In 1819, Balfour started the sugar plantation Waterloo in Nickerie, Suriname. The plantation became of one the biggest of the district, and a modern sugar factory was constructed on the grounds. In 1821, he bought the wood plantation Berlijn, and wanted to transport the slaves to Waterloo. In Paramaribo, the slaves discovered their final destination, revolted, and escaped back to Berlijn. The government ruled that they could remain in Berlijn. Between 1820 and 1842, Waterloo had the most escape attempts (31) of the District, and most complaints about maltreatment.

August Kappler was German soldier who had enlisted in the Royal Netherlands Army. Later, he would become known as an author, naturalist, and founder of Albina. During 1838, Kappler often visited Balfour, and noted that he was "an eccentric man of tremendous wealth, yet always wanting more." Kappler also noted that he had never been married, and lived alone with his slave daughter who ran the household. In November 1838, Kappler was sent on his first patrol to retrieve two escaped slaves from Waterloo. The slaves had managed to reach British Guiana where a plantation owner graciously invited them to stay, only to return them to Nickerie.

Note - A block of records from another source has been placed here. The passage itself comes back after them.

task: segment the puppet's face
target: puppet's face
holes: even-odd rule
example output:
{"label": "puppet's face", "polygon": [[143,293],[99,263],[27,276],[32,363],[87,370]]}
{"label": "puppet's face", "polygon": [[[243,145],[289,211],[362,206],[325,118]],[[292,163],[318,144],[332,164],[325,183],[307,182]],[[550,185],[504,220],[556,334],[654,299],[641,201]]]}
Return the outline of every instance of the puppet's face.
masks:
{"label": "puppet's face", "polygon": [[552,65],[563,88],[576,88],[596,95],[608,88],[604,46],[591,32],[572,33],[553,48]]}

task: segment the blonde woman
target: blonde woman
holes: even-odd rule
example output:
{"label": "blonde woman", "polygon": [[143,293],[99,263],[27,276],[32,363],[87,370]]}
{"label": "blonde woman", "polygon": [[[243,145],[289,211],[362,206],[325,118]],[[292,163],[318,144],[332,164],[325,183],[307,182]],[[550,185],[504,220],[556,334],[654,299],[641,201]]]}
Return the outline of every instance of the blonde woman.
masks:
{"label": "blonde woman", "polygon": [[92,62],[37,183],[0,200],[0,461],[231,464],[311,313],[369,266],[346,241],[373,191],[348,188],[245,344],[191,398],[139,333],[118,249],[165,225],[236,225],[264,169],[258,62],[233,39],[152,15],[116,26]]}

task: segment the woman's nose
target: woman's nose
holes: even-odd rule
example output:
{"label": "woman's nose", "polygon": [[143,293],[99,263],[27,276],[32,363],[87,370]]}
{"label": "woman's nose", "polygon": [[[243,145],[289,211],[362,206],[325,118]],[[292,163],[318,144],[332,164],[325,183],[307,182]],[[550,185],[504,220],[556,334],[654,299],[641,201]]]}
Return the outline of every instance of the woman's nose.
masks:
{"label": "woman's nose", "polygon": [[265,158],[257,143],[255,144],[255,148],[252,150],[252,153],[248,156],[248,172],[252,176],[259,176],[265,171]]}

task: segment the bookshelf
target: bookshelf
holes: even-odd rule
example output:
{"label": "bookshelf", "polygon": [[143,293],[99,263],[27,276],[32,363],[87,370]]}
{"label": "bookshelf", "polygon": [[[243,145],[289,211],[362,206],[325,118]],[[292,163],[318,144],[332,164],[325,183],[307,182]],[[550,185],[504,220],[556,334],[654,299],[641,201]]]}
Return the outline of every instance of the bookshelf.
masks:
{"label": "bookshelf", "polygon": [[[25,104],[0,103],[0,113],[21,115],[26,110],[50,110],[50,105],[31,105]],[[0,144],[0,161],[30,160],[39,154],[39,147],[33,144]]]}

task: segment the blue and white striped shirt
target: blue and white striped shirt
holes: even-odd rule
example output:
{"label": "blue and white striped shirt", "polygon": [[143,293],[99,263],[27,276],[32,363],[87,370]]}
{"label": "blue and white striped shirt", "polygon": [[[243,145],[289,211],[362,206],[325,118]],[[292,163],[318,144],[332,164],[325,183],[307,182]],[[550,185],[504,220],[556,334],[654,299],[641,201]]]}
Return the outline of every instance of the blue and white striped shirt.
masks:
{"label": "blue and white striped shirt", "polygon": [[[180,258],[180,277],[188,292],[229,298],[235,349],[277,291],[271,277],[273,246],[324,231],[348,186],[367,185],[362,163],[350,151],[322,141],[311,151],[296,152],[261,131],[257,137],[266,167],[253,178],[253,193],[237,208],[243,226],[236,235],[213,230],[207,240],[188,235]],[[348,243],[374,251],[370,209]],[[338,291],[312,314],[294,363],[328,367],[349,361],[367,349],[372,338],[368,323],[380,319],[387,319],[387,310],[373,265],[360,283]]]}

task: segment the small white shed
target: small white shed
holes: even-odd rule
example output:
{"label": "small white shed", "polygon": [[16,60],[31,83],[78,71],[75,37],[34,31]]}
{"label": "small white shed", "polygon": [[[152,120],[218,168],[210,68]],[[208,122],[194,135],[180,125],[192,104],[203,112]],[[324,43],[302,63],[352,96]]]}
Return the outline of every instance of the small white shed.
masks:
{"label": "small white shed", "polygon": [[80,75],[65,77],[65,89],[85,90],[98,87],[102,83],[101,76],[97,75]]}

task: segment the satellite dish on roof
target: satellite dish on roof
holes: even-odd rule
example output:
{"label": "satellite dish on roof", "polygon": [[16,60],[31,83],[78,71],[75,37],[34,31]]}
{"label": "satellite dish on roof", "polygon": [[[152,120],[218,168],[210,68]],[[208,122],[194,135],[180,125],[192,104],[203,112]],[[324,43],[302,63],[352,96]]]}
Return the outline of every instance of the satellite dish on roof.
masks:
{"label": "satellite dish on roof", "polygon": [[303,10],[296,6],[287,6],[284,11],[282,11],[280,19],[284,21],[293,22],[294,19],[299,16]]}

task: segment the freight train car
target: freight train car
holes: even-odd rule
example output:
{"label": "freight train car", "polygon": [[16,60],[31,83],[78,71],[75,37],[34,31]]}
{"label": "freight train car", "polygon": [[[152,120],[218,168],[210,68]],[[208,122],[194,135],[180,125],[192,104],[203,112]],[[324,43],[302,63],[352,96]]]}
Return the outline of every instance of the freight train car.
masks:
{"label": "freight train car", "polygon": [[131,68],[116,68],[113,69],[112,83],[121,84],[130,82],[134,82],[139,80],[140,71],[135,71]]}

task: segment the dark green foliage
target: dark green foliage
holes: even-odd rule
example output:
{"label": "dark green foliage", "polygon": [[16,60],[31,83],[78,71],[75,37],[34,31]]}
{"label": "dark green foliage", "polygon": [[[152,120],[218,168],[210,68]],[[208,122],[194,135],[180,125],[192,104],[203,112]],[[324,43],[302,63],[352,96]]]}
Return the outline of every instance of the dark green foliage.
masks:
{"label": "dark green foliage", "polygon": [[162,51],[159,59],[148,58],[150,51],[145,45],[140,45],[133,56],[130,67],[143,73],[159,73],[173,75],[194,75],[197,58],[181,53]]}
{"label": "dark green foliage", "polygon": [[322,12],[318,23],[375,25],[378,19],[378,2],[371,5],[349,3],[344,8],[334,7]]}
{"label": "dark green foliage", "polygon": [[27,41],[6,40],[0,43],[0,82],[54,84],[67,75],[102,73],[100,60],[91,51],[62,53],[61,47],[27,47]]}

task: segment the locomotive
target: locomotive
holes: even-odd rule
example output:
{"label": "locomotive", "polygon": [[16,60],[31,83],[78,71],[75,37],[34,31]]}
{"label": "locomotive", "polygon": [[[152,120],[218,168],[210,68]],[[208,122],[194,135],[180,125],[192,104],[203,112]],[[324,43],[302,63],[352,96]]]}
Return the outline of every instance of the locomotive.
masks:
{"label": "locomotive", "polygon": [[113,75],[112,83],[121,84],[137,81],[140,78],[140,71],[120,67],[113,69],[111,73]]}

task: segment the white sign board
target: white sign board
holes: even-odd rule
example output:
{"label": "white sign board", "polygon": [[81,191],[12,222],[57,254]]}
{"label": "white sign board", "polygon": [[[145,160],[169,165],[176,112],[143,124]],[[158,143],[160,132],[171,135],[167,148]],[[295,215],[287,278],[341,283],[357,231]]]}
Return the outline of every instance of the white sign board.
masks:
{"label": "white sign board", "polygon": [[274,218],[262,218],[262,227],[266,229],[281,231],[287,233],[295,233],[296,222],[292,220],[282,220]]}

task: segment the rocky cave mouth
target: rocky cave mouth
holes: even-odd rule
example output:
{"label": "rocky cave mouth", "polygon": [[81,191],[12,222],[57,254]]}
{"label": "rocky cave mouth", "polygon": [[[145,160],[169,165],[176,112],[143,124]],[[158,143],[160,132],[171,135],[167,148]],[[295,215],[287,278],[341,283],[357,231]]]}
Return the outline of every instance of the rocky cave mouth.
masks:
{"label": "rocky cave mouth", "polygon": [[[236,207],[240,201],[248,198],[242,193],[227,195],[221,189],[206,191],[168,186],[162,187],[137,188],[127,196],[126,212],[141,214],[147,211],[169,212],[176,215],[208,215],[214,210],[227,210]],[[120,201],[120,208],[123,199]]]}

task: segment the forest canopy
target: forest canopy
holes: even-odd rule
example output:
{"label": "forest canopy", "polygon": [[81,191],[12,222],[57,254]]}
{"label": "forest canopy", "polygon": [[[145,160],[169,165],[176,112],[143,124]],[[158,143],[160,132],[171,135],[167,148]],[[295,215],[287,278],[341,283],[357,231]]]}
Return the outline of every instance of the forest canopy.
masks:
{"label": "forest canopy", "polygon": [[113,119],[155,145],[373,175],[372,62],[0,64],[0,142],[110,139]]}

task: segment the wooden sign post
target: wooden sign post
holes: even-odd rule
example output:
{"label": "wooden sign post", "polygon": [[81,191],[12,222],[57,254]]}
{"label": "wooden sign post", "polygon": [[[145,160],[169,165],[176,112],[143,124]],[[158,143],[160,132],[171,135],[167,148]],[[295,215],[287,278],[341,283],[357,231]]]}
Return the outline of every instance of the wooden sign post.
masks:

On 12 July 1841, Balfour put in a request to free his daughter from slavery. He died the next day. Robert Kirke, his nephew, inherited his estate. When Balfour died, his capital was valued at ƒ 312,000 (about €7.2 million in 2018). He owned 845 slaves, and four plantations valued at ƒ 646,226 (about €14.9 million in 2018). Harriët Balfour was freed on 4 August 1841, at the age of 23.

After Balfour's death, his body was embalmed and placed into a large stone tomb. The slaves had to walk past his grave on their way to work. Once a year, the grave was opened and cleaned until Amin Sankar, the owner of Waterloo since 1936, ended the ceremony. As of 2020, the sugar factory and tomb are hidden in the jungle.